Understanding factorials

• There are 24 permutations of 4 objects
• There are 720 ways of arranging six students in a line

Determining Algorithmic Complexity

Definitions

1 ≪ logn ≪ n ≪ n² ≪ 2^x

O(1) (Constant time)

• O(1) describes an algorithm that takes constant time (the same amount of time) to execute regardless of the size of the input data set. Suppose array a has n items. The statement length = len(a) wil take the same amount of time to execute however many items are held in the array.

O(logn) (Logarithmic time)

• The time taken to execute an algorithm of order O(logn) (logarithmic time) will grow very slowly as the size of the data set increases; binary search is a good example of an algorithm of time complexity O(log₂(n)).

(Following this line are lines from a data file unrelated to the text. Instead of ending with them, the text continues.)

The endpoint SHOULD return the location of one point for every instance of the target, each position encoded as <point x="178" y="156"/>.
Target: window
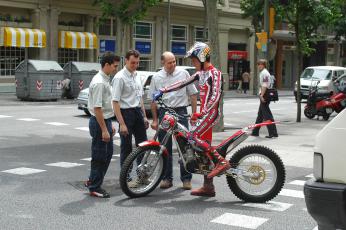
<point x="199" y="34"/>
<point x="143" y="30"/>
<point x="144" y="64"/>
<point x="66" y="55"/>
<point x="179" y="33"/>
<point x="10" y="57"/>
<point x="105" y="27"/>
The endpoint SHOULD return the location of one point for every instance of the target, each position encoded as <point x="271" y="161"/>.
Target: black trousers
<point x="265" y="114"/>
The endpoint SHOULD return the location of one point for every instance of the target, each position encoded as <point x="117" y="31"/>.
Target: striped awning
<point x="77" y="40"/>
<point x="22" y="37"/>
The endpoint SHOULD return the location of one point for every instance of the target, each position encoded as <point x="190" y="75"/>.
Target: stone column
<point x="54" y="33"/>
<point x="89" y="27"/>
<point x="41" y="17"/>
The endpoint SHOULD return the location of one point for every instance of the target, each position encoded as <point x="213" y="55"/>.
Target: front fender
<point x="154" y="143"/>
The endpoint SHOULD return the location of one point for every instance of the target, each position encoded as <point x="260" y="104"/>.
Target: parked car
<point x="321" y="75"/>
<point x="143" y="76"/>
<point x="325" y="195"/>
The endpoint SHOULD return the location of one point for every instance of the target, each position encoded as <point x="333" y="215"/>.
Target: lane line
<point x="239" y="220"/>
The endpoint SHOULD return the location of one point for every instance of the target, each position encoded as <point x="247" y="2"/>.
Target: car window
<point x="318" y="74"/>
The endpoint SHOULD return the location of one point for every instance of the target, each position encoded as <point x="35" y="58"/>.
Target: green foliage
<point x="128" y="11"/>
<point x="307" y="17"/>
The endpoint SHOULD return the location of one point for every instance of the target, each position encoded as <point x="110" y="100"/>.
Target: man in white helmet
<point x="210" y="84"/>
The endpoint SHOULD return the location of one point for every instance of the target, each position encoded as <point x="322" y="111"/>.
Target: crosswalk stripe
<point x="291" y="193"/>
<point x="56" y="123"/>
<point x="271" y="205"/>
<point x="298" y="182"/>
<point x="27" y="119"/>
<point x="239" y="220"/>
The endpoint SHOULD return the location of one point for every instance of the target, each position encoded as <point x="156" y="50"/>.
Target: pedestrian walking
<point x="246" y="81"/>
<point x="128" y="105"/>
<point x="266" y="81"/>
<point x="178" y="101"/>
<point x="100" y="124"/>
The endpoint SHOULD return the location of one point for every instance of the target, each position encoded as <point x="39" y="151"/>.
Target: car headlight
<point x="318" y="166"/>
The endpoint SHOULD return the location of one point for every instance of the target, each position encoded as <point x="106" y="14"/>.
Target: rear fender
<point x="154" y="143"/>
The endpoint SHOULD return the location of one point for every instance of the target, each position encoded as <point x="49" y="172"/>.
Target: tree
<point x="306" y="17"/>
<point x="254" y="9"/>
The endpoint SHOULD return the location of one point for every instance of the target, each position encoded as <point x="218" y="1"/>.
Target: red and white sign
<point x="39" y="85"/>
<point x="81" y="84"/>
<point x="237" y="55"/>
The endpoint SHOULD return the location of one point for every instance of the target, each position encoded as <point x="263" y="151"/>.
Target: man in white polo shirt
<point x="100" y="124"/>
<point x="128" y="105"/>
<point x="177" y="100"/>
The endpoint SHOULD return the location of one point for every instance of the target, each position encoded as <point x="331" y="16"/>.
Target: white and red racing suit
<point x="210" y="84"/>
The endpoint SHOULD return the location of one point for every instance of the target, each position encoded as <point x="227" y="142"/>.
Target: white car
<point x="325" y="195"/>
<point x="321" y="75"/>
<point x="143" y="76"/>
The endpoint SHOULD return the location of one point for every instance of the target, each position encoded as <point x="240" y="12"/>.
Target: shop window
<point x="179" y="33"/>
<point x="143" y="30"/>
<point x="199" y="34"/>
<point x="144" y="64"/>
<point x="10" y="57"/>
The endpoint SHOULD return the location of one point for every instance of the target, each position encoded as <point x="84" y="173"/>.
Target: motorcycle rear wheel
<point x="309" y="113"/>
<point x="268" y="168"/>
<point x="142" y="171"/>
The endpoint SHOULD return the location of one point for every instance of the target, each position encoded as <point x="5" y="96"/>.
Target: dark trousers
<point x="134" y="121"/>
<point x="265" y="114"/>
<point x="168" y="175"/>
<point x="101" y="153"/>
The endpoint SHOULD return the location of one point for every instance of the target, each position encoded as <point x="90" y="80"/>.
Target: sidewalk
<point x="235" y="94"/>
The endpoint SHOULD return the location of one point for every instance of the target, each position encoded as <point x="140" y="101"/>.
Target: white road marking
<point x="64" y="164"/>
<point x="56" y="123"/>
<point x="27" y="119"/>
<point x="23" y="171"/>
<point x="4" y="116"/>
<point x="291" y="193"/>
<point x="298" y="182"/>
<point x="83" y="128"/>
<point x="239" y="220"/>
<point x="271" y="205"/>
<point x="310" y="176"/>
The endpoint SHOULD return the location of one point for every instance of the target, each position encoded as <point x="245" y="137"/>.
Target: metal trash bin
<point x="38" y="80"/>
<point x="80" y="74"/>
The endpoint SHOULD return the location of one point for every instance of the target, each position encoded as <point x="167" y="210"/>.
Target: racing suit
<point x="210" y="84"/>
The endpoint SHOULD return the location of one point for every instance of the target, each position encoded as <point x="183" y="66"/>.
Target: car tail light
<point x="318" y="166"/>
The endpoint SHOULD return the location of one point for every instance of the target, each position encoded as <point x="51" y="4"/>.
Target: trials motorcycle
<point x="257" y="173"/>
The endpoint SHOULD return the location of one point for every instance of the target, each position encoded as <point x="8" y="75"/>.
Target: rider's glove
<point x="157" y="95"/>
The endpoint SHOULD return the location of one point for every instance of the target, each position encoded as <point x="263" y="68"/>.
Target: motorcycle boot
<point x="207" y="190"/>
<point x="221" y="164"/>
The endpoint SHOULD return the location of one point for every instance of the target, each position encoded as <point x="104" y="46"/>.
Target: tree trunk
<point x="213" y="34"/>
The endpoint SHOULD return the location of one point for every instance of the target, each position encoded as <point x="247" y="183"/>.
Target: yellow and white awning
<point x="77" y="40"/>
<point x="22" y="37"/>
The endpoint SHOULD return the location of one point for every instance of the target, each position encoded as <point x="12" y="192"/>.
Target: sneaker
<point x="165" y="184"/>
<point x="205" y="191"/>
<point x="187" y="185"/>
<point x="100" y="193"/>
<point x="220" y="167"/>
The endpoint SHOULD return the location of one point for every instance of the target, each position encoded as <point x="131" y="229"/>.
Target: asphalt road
<point x="45" y="153"/>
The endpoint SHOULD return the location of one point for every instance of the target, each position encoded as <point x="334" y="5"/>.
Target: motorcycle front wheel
<point x="142" y="171"/>
<point x="263" y="174"/>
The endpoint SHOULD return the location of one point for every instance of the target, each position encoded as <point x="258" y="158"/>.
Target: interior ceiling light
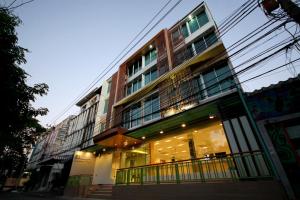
<point x="211" y="116"/>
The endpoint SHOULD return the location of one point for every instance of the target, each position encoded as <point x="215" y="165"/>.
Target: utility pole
<point x="291" y="9"/>
<point x="288" y="6"/>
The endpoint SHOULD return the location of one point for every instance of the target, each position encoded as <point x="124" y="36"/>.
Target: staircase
<point x="100" y="192"/>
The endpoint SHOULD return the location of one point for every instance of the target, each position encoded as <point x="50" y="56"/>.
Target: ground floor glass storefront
<point x="198" y="141"/>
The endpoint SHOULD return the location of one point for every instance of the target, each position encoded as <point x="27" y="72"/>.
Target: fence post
<point x="157" y="174"/>
<point x="142" y="175"/>
<point x="177" y="173"/>
<point x="128" y="177"/>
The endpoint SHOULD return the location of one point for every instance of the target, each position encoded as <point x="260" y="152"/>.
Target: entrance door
<point x="103" y="170"/>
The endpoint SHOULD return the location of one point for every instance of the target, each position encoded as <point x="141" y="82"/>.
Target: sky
<point x="72" y="41"/>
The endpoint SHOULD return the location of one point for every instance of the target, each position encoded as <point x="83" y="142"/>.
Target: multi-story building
<point x="173" y="113"/>
<point x="46" y="159"/>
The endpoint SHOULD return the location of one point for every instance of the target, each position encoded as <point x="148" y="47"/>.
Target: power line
<point x="104" y="72"/>
<point x="99" y="77"/>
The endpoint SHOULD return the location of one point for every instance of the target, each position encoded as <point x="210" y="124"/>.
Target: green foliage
<point x="19" y="127"/>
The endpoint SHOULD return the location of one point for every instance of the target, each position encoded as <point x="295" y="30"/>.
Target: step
<point x="101" y="191"/>
<point x="96" y="196"/>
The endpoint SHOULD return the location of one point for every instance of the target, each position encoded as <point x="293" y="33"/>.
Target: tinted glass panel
<point x="210" y="38"/>
<point x="223" y="73"/>
<point x="184" y="31"/>
<point x="200" y="46"/>
<point x="202" y="18"/>
<point x="193" y="25"/>
<point x="211" y="83"/>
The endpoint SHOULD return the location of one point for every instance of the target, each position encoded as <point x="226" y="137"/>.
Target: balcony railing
<point x="231" y="167"/>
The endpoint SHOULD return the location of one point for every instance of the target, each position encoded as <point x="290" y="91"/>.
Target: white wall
<point x="103" y="170"/>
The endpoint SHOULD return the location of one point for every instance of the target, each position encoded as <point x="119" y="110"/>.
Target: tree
<point x="19" y="127"/>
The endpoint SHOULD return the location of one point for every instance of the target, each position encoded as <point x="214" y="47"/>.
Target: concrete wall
<point x="209" y="191"/>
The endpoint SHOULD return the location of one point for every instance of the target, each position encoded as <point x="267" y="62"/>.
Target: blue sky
<point x="72" y="41"/>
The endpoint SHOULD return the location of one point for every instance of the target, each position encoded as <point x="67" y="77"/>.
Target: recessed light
<point x="211" y="116"/>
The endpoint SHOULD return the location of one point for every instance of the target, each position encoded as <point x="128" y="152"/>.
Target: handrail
<point x="230" y="167"/>
<point x="193" y="159"/>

Doubling the size of the data set has very little effect on the time the algorithm takes to complete.

O(n) (linear time)

• O(n) describes an algorithm whose performance will grow in linear time, in direct proportion to the size of the data set.For example, a linear search of an array of 1000 unsorted items will take 1000 times longer than searching an array of 1 item.

O(n²) (Polynomial time)

• O(n²) describes an algorithm whose performance is directly proportional to the square of the size of the data set.A program with two nested loops each performed n times will typically have an order of lime complexity O(n²). The running time of the algorithm grows in polynomial time.

O(2ⁿ) (Exponential time)

O(2ⁿ) describes an algorithm where the time taken to execute will double with every additional item added to the data set. The execution time grows in exponential time and quickly becomes very large; e.g. printing all binary numbers that can be represented in n bits

Practice

Let f(n) = 5n⁴+2n+logn
Then f(n) has complexity O(n⁴)

Determine O for functions with the following number of instructions:

• a(n) = 2n + 4n³ + 57
  • O(n³)
• b(n) = 4n + 2n² + 1
  • O(n²)
• c(n) = 1000n + n²
  • O(n²)
• d(n) = 35
  • O(1)
• e(n) = 35 + logn
  • O(logn)
• f(n) = logn + n + 46
  • O(n)
• g(n) = nlogn + n + 46
  • O(nlogn)
• h(n) = 2ⁿ + 3n⁸ + 19
  • O(2ⁿ)
• i(n) = 2ⁿ + logn + n²
  • O(2ⁿ)

What is the time complexity of the code below?

int count_to(int N) {
    int count = 0;
    for (int i = N; i > 0; i /= 2) {
        for (int j = 0; j < i; j++) {
            count += 1;
        }
    }
    return count;
}

• O(nlogn)

Place the following algorithms in order of time complexity, with the most efficient algorithm first:

• A: O(n)
• B: O(2ⁿ)
• C: O(logn)
• D: O(n²)
• E: O(n!)
• F: O(nlogn)

CAFDBE

Explain why algorithms with time complexity O(n!) are generally considered not to be helpful in solving a problem. Under what circumstances would such an algorithm be considered?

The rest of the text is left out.